Bond looked towards Anya but she avoided his eyes. Damn woman! Did she really mean what she had said? Was she going to pump a bullet into his back when it was all over? He wished he could take her in his arms and shake some rough sense into her. In the background, the arcane liturgy of the control room urged the Wayne towards its target.

‘One division in high power.’

‘Range six thousand two hundred yards.’

‘Angle on the bow, starboard sixty.’

‘Control - Torpedo Room. Boarding Party ready, sir.’

The mention of ‘boarding party’ jarred Bond to his senses. Major Anya Amasova could take her beautiful body to hell. He had more important fish to fry. He turned his back on her and prepared to move amidships. ‘... best solution for target is one two zero, speed three knots.’

‘Officer of the Deck, come right north and tell manoeuvring to make turns for eleven knots.’

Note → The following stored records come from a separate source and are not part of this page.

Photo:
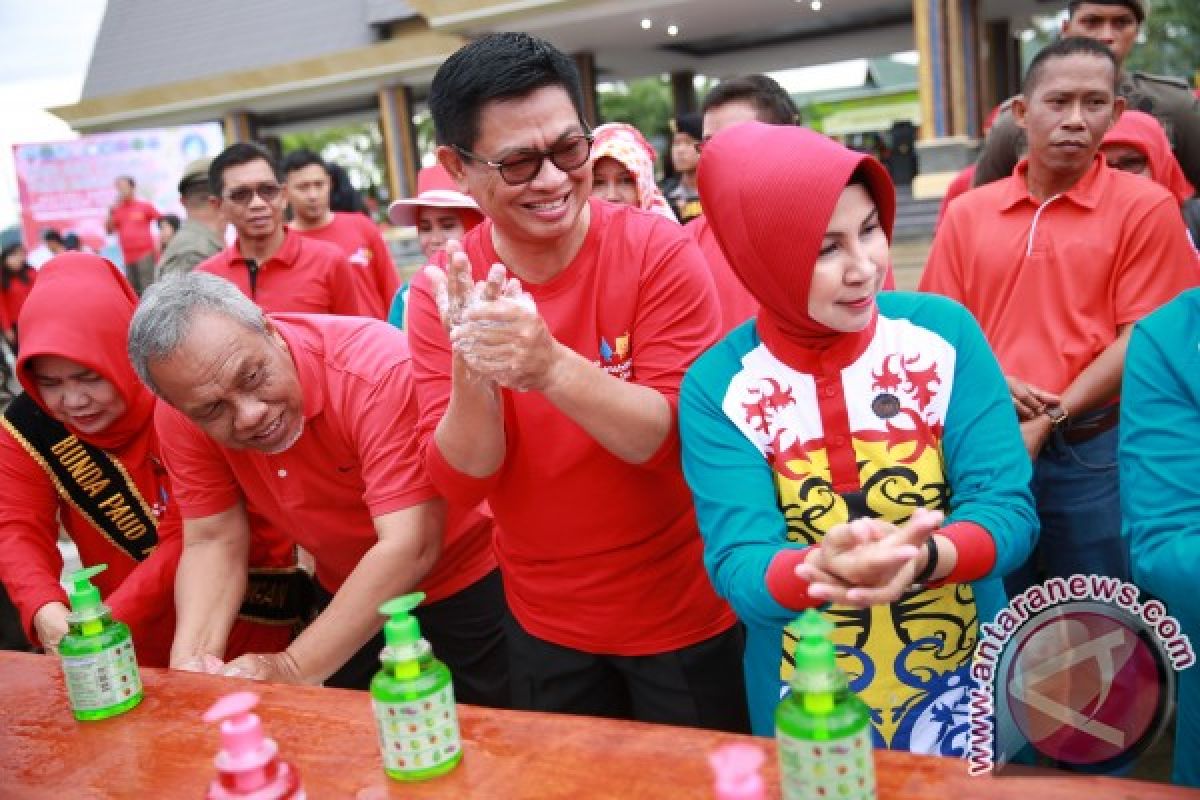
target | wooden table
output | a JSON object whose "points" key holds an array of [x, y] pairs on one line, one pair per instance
{"points": [[163, 750]]}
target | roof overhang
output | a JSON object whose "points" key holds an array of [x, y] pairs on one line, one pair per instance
{"points": [[411, 55]]}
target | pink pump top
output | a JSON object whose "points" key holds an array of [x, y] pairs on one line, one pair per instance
{"points": [[247, 764], [736, 768]]}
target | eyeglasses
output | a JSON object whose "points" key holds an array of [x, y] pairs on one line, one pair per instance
{"points": [[245, 194], [523, 166]]}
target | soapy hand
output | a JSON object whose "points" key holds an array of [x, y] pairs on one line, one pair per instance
{"points": [[271, 667], [51, 625], [503, 337], [869, 561], [207, 663]]}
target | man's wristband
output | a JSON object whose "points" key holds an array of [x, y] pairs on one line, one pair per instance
{"points": [[919, 582]]}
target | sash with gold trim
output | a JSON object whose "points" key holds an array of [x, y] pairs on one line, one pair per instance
{"points": [[100, 488]]}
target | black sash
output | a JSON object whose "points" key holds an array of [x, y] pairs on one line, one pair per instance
{"points": [[87, 477], [99, 487]]}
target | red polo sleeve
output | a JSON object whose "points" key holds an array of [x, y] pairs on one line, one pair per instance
{"points": [[30, 561], [199, 475], [1157, 263], [383, 423], [382, 266], [678, 318], [431, 373]]}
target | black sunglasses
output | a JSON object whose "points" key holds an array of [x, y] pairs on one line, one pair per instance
{"points": [[245, 194], [523, 166]]}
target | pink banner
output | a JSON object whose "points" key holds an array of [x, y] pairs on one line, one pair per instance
{"points": [[69, 185]]}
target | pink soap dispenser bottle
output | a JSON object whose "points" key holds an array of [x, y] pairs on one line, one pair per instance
{"points": [[249, 767], [736, 773]]}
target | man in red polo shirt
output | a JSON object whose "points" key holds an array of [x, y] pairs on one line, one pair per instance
{"points": [[305, 423], [307, 182], [275, 266], [130, 218], [1057, 262], [563, 416]]}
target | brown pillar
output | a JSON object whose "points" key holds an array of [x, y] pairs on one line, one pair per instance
{"points": [[399, 140], [586, 62]]}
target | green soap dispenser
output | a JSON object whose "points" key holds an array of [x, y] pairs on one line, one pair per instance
{"points": [[413, 699], [822, 729], [97, 654]]}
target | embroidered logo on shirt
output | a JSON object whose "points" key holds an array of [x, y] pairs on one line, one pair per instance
{"points": [[616, 359]]}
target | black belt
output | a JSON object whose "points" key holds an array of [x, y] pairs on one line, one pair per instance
{"points": [[276, 596], [1078, 432]]}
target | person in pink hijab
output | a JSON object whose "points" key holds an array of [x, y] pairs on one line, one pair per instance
{"points": [[623, 169]]}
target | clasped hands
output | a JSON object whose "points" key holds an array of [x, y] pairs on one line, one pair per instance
{"points": [[273, 667], [869, 561], [493, 325]]}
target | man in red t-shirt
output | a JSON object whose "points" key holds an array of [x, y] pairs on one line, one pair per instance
{"points": [[1057, 262], [130, 218], [273, 265], [563, 415], [305, 423], [307, 184]]}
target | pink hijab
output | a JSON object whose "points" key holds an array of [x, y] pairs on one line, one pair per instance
{"points": [[629, 146]]}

‘Officer of the Deck, aye, sir. Right, twenty degrees rudder.

Manoeuvring - Control. Turns for eleven knots.’

‘Right, twenty degrees rudder, aye ... sir, my rudder is right twenty.'

‘Steady on course, north.'

Bond had taken one step towards the torpedo room when the submarine gave a violent lurch and he was hurled sideways against a bank of instruments. The lights flickered and for a second he thought that they had rammed some underwater obstacle. Men were thrown backwards into untidy heaps on the floor and Anya was catapulted into his arms. The smooth, orderly build-up of voices performing their preordained tasks gave way to a disjointed babble as the PA system exploded into staccato life. ‘Control - Sonar. Total power supplies failure on all sets.’ ‘Control - Manoeuvring. We’re losing electrical frequency. I’ll have to break down the system.’